High-performance athletes who have been identified to a targeted athlete list with Canadian Sport Institute Pacific by their respective provincial or national sport organizations are exempt from the B.C. health order that currently bars sports competition for athletes 19-and-over to Jan. 8. The exemption basically covers athletes training for the Tokyo Olympics and Paralympics and 2022 Beijing Winter Olympics and Paralympics in Victoria, Whistler and the Richmond Oval.

It also covers national team development athletes.

“B.C.-based travel and training may occur without requirements for physical distance,” reads the exemption stipulation for those athletes.

The Athletics Canada Western Hub, supported by 94 Forward, includes 800-metre runners Laurence Cote, Vaughn Taylor and Olivia Romaniw, 1,500-metre runner Mariah Kelly and steeplechasers Gen Lalonde, Erin Teschuk and Kate Ayers who will be vying for the Tokyo Games through the Canadian Olympic and Paralympic track and field trials June 24-27 in Montreal.

Field athletes included in the Western Hub are Lambrick Park Secondary-graduate hammer thrower Adam Keenan, fourth in the 2018 Gold Coast Commonwealth Games, and Canadian women’s discus champion Agnes Esser of Mill Bay, the Frances Kelsey Secondary graduate and a three-time all-American in the NCAA Big Ten for the University of Minnesota Golden Gophers.

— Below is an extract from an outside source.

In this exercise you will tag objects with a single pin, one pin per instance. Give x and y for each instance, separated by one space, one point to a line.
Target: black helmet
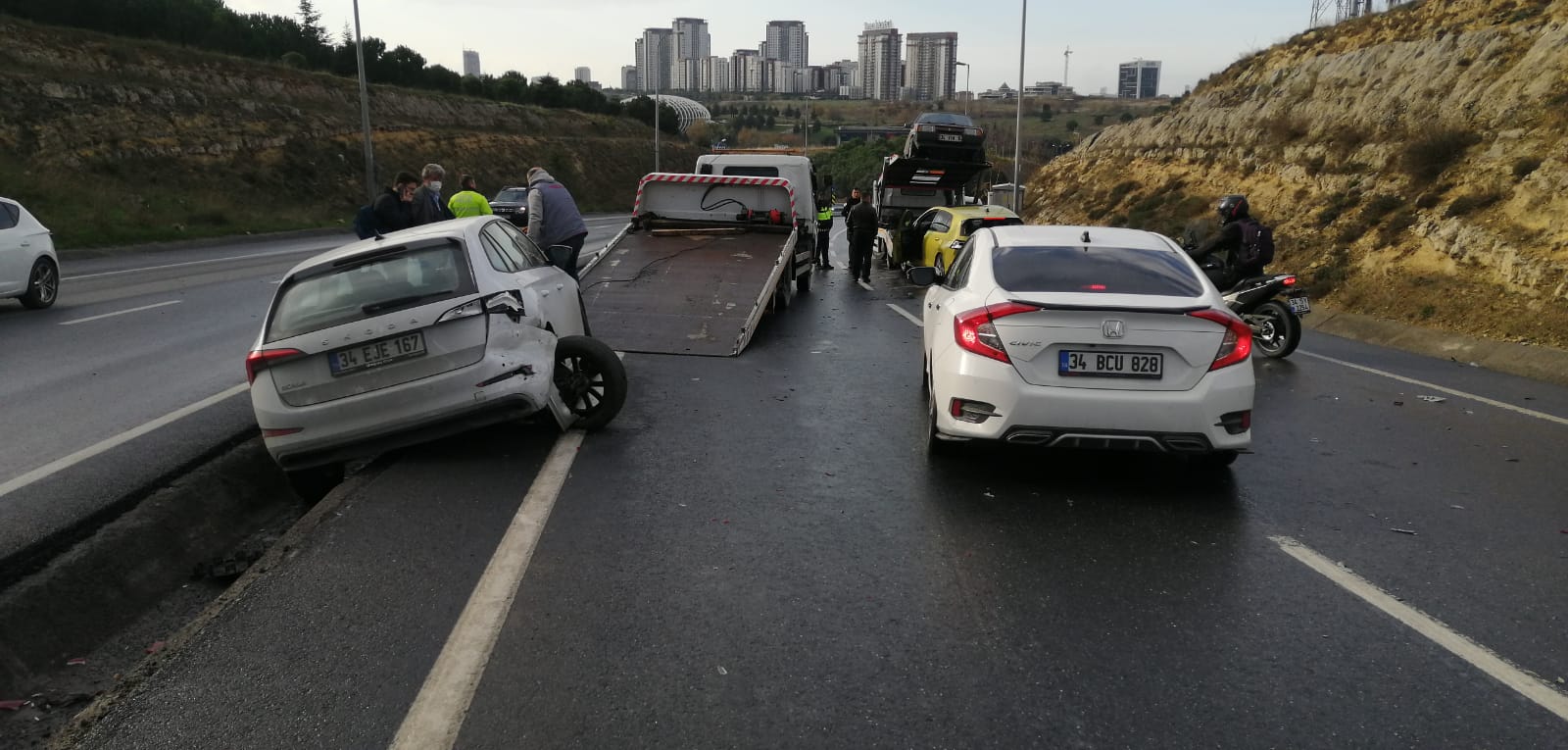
1233 208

The group aiming for the Tokyo Paralympics includes Riech, Stanley, Michael Barber, Zach Gingras, Thomas ­Normandeau, Tristan Smyth, David Johnson and Johnson’s guide Adam Paul-Morris.

Most of Canada’s top middle-distance runners will be in Victoria training for Tokyo at the Western Hub in an extended camp beginning in March, including Melissa Bishop, 2015 world championship silver medallist and fourth at the 2016 Rio Olympics in the women’s 800 metres.

“We are feeling the Tokyo Games are going to work,” said Kirkpatrick, a New Zealander who took over as manager in February, just before the pandemic hit. “The Western Hub has amazing facilities at PISE, and Victoria the best weather in the country, to help get Canada’s middle-distance and endurance runners there [Tokyo].”

The Athletics Canada Eastern Hub, featuring sprinters and field athletes, is in Toronto.